Dopamine Metabolic Pathway Alterations
: Given the clinical observations of COVID-19 patients experiencing dopaminergic-related symptoms, the researchers focused on the dopamine metabolic pathway within the DA neurons. They measured intracellular dopamine content and extracellular release, exploring whether the virus's impact on dopamine production was dependent on the viral variant or the virus dose.
The results were striking. Both EU and Delta variants of SARS-CoV-2 significantly reduced dopamine production and secretion, with the degree of reduction varying with the viral dose. Notably, the Omicron variant did not have a significant effect on dopamine production in infected neurons.
TH and Dopamine Pathway Proteins
: The researchers delved deeper into the dopamine pathway and found that TH, the enzyme responsible for converting tyrosine to DOPA, was markedly reduced at the protein level in DA neurons infected with EU and Delta variants. Additionally, DOPA decarboxylase (DDC) and the dopamine transporter (DAT) exhibited downregulation at both the mRNA and protein levels. These findings indicate a direct impact of SARS-CoV-2 on the dopamine synthesis pathway.
Vesicular Monoamine Transporter 2 (VMAT2):
VMAT2, another essential component of dopamine metabolism, displayed a modest increase only upon infection with the EU SARS-CoV-2 variant. No significant changes were observed with the Omicron variant.
Implications of the Study
The implications of this groundbreaking study are far-reaching. It suggests that SARS-CoV-2 can indeed infect dopaminergic neurons in the human brain, providing a potential explanation for some of the neurological symptoms observed in COVID-19 patients. By disrupting the dopamine metabolic pathway, the virus may contribute to the development of conditions such as anosmia, ageusia, headaches, and even more severe neurological issues.
Furthermore, the study highlights the variant-specific effects of SARS-CoV-2 on dopamine production. The EU and Delta variants, which have been associated with more severe cases of COVID-19, demonstrated a greater impact on dopamine metabolism compared to the Omicron variant, which has generally caused milder symptoms. This finding could help explain the differences in neurological symptomatology among COVID-19 patients infected with various virus variants.
Implications for Parkinson's Disease
The study also has potential implications for individuals with Parkinson's disease. It is known that patients with pre-existing neurological conditions, such as Parkinson's disease, may experience worsening symptoms during and after COVID-19 infection. The study's findings suggest that SARS-CoV-2-induced disruption of dopamine production in dopaminergic neurons may play a role in these exacerbations of symptoms. However, further research is needed to fully understand this connection and its clinical implications.
The Italian study conducted by the University of Milan and IRCCS Fondazione Don Gnocchi marks a significant milestone in our understanding of COVID-19's neurological effects. By demonstrating that SARS-CoV-2 can infect dopaminergic neurons and disrupt dopamine production, this research provides valuable insights into the mechanisms underlying COVID-19-related neurological symptoms.

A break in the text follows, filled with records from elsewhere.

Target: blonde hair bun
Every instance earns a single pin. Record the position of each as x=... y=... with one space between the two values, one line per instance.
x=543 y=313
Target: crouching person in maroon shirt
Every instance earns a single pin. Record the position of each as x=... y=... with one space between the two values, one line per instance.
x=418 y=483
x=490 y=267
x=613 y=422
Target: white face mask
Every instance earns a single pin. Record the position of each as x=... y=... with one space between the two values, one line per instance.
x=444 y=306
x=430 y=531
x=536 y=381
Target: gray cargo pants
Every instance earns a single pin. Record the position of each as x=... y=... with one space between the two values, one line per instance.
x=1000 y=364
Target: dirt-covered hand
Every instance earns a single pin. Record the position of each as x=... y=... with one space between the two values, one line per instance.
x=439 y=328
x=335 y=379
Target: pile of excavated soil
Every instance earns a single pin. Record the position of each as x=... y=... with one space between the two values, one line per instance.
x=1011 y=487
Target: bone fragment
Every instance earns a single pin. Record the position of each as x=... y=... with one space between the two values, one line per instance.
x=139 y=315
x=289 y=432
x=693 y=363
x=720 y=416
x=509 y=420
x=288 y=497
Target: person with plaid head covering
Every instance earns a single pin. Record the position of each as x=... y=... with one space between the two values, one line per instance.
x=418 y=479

Moreover, the study underscores the need for ongoing research to explore the variant-specific effects of SARS-CoV-2 on the nervous system, as well as its potential implications for individuals with pre-existing neurological conditions like Parkinson's disease. As we continue to unravel the complexities of COVID-19, studies like this one bring us closer to developing targeted therapies and interventions to mitigate the neurological impact of the virus, improving the lives of those affected by this global pandemic.
The study findings were published in the peer reviewed journal: Experimental and Molecular Pathology.